The town, for a long time, had had a strong German presence – hence its alternative name of Budweis – but the indigenous Czech people now decided to press for more influence in local politics and commerce. They started up businesses and banks, and inevitably a brewery also came on the scene. It opened in 1895.

State Control

The business has meandered through various ownerships as dogma and war have ravaged the country. Today, Budvar is still owned by the state, a throwback to Czechoslovakia’s Communist days, but it is a link that has saved the brewery so far from being swallowed up by one of the big global brewers.

The last quarter-century has seen the business progress significantly, with a new brewhouse in 1985 and a new visitors’ centre 20 years later. The investment has included modernization of the brewing equipment, but – crucially – cherished and proven traditions have not been thrown out of the window. Wooden casks and open fermenters may have been cast aside, in favour of stainless steel kegs and cylindro-conical tanks, but not principles that govern the use of such equipment.

Most importantly, Budvar clings loyally to a long maturation period. Whereas other Czech brewers, now in the grip of foreign accountants, look to speed up cash flow by trimming back the all-imporant lagering period (and claiming in doing so that modern methods do not require such old-fashioned, time- and money-consuming techniques), Budvar stands firm and retains true lagering as the centrepiece of its process.

The Budvar you find on the shelf of your bar or off-licence is matured for a full 90 days after primary fermentation has ended.

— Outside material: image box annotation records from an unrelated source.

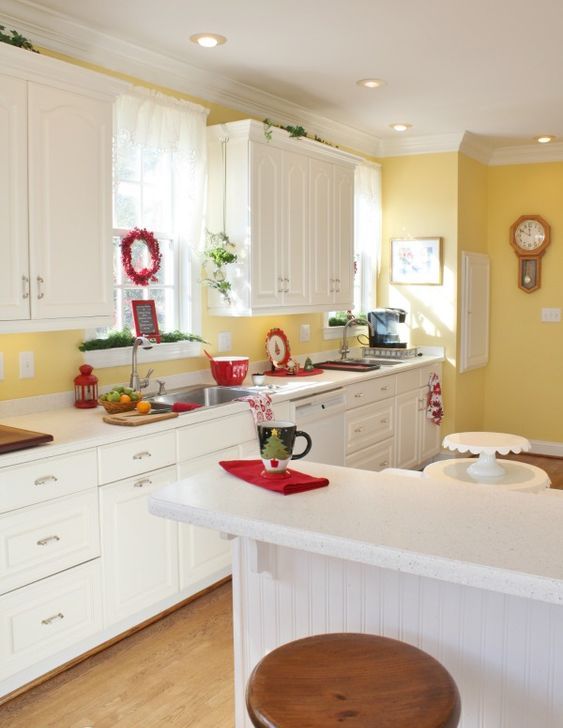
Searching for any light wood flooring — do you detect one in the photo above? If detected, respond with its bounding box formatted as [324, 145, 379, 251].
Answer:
[0, 584, 234, 728]
[0, 454, 563, 728]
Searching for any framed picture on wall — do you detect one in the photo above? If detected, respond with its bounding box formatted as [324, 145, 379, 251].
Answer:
[391, 238, 442, 286]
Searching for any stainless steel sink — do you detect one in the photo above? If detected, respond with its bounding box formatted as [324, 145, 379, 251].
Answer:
[147, 386, 255, 412]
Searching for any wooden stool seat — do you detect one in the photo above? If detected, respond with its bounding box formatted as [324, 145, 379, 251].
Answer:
[246, 633, 461, 728]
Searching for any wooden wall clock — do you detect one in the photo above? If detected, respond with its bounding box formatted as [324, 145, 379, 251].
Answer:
[510, 215, 551, 293]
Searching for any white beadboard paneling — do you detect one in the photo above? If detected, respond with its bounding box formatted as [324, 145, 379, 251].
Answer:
[233, 538, 563, 728]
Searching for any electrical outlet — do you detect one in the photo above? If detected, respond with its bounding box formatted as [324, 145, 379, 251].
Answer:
[541, 308, 561, 324]
[217, 331, 233, 351]
[299, 324, 311, 343]
[20, 351, 35, 379]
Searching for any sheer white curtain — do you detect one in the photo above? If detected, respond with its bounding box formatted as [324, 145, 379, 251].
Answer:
[354, 163, 381, 311]
[115, 88, 209, 250]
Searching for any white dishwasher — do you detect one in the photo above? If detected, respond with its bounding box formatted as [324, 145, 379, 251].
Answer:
[290, 389, 346, 465]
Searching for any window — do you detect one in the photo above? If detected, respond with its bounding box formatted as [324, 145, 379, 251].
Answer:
[325, 164, 381, 338]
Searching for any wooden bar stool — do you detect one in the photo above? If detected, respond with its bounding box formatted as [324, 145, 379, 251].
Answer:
[246, 633, 461, 728]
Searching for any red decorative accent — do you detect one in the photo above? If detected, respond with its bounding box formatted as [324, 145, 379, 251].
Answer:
[121, 228, 162, 286]
[74, 364, 98, 409]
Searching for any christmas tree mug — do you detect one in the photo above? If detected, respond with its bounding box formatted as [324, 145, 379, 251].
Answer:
[258, 422, 313, 475]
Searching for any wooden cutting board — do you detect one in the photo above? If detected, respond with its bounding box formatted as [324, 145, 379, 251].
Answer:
[0, 425, 53, 453]
[104, 410, 178, 427]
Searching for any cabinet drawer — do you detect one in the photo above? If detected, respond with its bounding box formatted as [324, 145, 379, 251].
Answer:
[346, 438, 393, 470]
[0, 490, 100, 594]
[0, 560, 102, 680]
[0, 450, 98, 513]
[177, 410, 256, 462]
[99, 431, 176, 485]
[346, 400, 395, 453]
[346, 376, 397, 409]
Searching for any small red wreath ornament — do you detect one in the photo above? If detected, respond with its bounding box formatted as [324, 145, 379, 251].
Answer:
[121, 228, 162, 286]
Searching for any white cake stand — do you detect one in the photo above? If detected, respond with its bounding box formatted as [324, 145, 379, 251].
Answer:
[442, 432, 532, 478]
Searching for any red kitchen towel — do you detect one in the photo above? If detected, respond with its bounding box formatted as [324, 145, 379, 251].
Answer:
[172, 402, 202, 412]
[219, 460, 328, 495]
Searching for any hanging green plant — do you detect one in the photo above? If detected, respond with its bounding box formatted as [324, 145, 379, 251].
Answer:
[202, 230, 238, 304]
[0, 25, 39, 53]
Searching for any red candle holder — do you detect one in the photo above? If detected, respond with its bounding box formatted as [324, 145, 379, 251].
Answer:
[74, 364, 98, 409]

Book a trip to the brewery and marvel at this integrity.

Take a tour of the vast cellars and stand in awe of the rows of vast, horizontal lagering tanks that keep the beer at near freezing temperature for three months, allowing the yeast to keep nibbling away at its rougher edges.

If you’re lucky, you’ll be drawn a glass direct from the vessel. This is beer at its freshest and purest, before it has ventured anywhere near the pasteurizer, which adds the only blemish to the beer’s virgin complexion.

This long maturation really gives the quality of the beer the chance to shine through. Already the choice of ingredients has been careful.

Local Moravian malt has been cured to the exact specifications demanded by the head brewer. Water is drawn from the brewery’s own well, and is so pure and soft it needs no treatment before joining the malt in the mash.

Budweiser Budvar brewhouseA decoction system is employed, whereby batches of the mash are temporarily transferred to a second vessel and the temperature raised to help extract the best of the barley, before returning to the mashing kettle. In the copper, whole-leaf Saaz hops infuse the wort with rich, smooth, herbal bitterness.

Then the Budvar yeast works its magic, aggressively for 12 days in the primary fermentation, then more subtly during that lingering maturation. Finally, the beer emerges bright and golden, loaded with flavour and offering a satisfying 5% smack of alcohol.

Budvar at its best is a stunning beer. Its golden colour seduces you even before you raise the glass to your lips and savour the clever combination of silky, sweet malt, a hint of vanilla from the fermentation and the rounded bitter balance of tangy, herbal hop notes.

The only fly in the ointment to enjoying Budvar – apart from its being pasteurized for export – is that sometimes it’s not sold under its own name.

Despite the term ‘Budweiser’ meaning ‘from the town of Budweis’ in German, court judgements obtained by the brewers of American Budweiser prohibit the sale of the Czech beer under that name in certain countries. In the USA and Italy, for instance, you’ll therefore discover the beer labelled up as Czechvar.

Just remember what Shakespeare said: ‘A rose by any other name would smell as sweet’.